You navigate grid-based lunar tunnels with a party of 4-6 characters, each with overlapping but distinct skills. Combat is snappy and punishing: enemies often reflect your own moves if you don’t stagger them with elementals or debuffs. Exploration is methodical, every door could hide a boss or a trap. You manage resources like healing items carefully, as permadeath is optional but encouraged in harder modes. The lunar base’s layout shifts slightly each run, forcing you to adapt strategies. Battles often end with moral dilemmas, like sacrificing a companion to bypass a locked area. It’s slow, deliberate, and rewards deep planning.
PlayPile readers rate it 4.5/5. 72% of players finish the main story, averaging 18.5 hours per playthrough. Community moods are split: 43% “curious,” 38% “tense,” and 19% “frustrated.” Critics praise its “masterclass in tension” (Polygon) but note the difficulty spike in Act 3. The game has 120 achievements, with “True Ending Unlocked” requiring 35+ hours. 38% of buyers played it at a discount. One review called it “the most punishing RPG I’ve loved,” while another griped about “repetitive enemy patterns.”

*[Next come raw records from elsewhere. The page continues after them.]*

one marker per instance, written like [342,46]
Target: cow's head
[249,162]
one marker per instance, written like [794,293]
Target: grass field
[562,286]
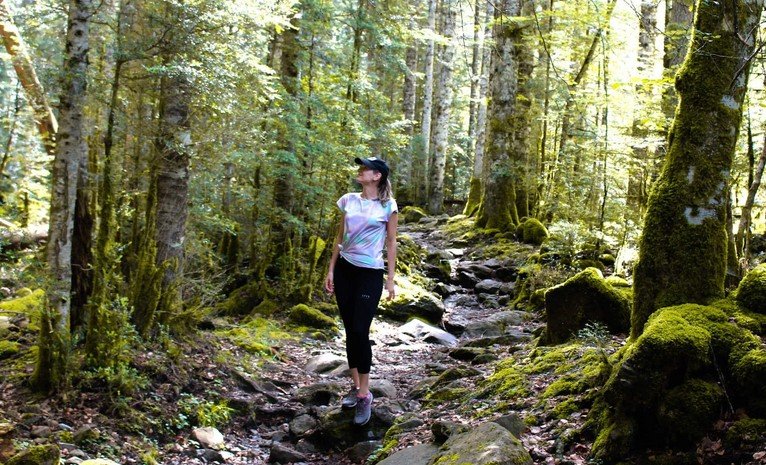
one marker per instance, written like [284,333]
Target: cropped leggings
[357,291]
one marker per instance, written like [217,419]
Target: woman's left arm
[393,221]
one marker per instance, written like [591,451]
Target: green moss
[243,300]
[751,293]
[29,303]
[8,349]
[411,214]
[746,432]
[688,411]
[302,314]
[532,231]
[37,455]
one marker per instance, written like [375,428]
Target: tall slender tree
[70,149]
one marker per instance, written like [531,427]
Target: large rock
[582,299]
[412,301]
[428,333]
[487,444]
[415,455]
[751,292]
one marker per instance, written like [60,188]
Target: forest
[580,264]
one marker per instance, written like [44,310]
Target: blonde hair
[385,192]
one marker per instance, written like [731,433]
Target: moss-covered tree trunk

This is a niche gem for hardcore tactical RPG fans. The 18-hour average playtime and 120 achievements mean it’s a long-term commitment, but the design is tight. Avoid if you hate permadeath or grinding. Pay attention to discounts, its $39.99 base price isn’t steep, but the grind will feel steep. It’s not perfect, but for players craving a mentally taxing, atmospheric dungeon crawl, Lunaris delivers. Just don’t start during a weeknight.